I don’t understand what you mean when you say that you applied voltage to just one amplifier. Do you mean
a) you just used one amplifier, correctly powered
b) you had both amplifiers wired into circuit, passing the signal though both, but applied power to only one.

b) would be a bizarre thing to do and the result has no useful meaning.

Consider just one amplifier. Suppose it has 20dB gain. If the noise floor on the spectrum analyser only goes up by 10dB, then the noise on the spectrum analyser, referred to the amplifier’s input, has dropped by 10dB. You should expect this sort of effect because spectrum analysers have lousy noise figures (say 28dB) and you would have to try really hard to get an amplifier that bad!
 
Logbook,
sorry for the confusion. I applied voltage to both amplifiers (30dB gain each) for a total of 60 db (with an input signal of -80dBm). Its then when the noise floor jumps up.
I was told that this may be a function of the video resolution BW on my signal generator also, and i'm going to try to reduce the BW to 5kHz.

So from your response i should expect the increased noise floor to be normal - correct?

If i could afford a noise figure meter i could probably confirm this, but im hoping some actual real world testing would have to do.
 
You have 60dB gain, but the noise floor only went up 20dB. That means that the noise figure of the amplifier, referred to its input, is 40dB better than the spectrum analyser. Notice that one amplifier did not produce significantly more noise on the spectrum analyser display because the spectrum analyser is so noisy.

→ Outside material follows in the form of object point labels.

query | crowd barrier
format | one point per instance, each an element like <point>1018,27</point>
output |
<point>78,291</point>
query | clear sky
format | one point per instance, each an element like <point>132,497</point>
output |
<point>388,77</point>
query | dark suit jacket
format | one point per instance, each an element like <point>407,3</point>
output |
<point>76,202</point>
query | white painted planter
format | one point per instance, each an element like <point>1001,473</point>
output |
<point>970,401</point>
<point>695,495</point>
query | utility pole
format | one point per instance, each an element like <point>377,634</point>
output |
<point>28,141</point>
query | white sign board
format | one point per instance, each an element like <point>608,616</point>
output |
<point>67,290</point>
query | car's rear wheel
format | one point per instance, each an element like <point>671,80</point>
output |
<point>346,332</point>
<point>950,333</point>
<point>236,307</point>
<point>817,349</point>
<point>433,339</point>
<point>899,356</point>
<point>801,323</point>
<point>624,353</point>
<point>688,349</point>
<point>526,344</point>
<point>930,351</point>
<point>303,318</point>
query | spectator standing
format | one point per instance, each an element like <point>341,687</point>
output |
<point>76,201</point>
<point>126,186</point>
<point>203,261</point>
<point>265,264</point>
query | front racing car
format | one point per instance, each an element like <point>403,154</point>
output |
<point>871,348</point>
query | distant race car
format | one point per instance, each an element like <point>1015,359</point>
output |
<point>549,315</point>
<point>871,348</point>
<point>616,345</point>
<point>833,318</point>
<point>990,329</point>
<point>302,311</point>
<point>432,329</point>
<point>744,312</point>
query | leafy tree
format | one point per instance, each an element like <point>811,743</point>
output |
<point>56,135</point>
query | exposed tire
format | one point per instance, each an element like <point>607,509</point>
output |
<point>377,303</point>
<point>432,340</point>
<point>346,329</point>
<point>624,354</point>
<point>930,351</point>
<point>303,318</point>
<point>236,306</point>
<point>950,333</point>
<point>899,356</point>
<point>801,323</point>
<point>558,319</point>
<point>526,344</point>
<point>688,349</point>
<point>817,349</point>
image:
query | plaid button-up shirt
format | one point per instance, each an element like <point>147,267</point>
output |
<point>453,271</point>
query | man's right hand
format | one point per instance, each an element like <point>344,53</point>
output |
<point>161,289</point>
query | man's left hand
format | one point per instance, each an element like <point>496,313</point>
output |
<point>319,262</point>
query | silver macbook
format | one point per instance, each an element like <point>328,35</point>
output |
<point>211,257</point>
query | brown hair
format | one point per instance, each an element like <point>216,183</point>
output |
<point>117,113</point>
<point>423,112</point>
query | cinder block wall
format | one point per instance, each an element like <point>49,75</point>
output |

Looks like you have a really poor spectrum analyser, since the noise figure of the amplifier has to be perhaps 1dB or 2 dB, and the noise figure of the spectrum analyser is therefore more like 42dB, >10dB more than a good spectrum analyser.
 
logbook, thanks for help really appreaciate it. I did call HP about the analyzer and they let me know its one of thier lower-end models. Again much appreaciated.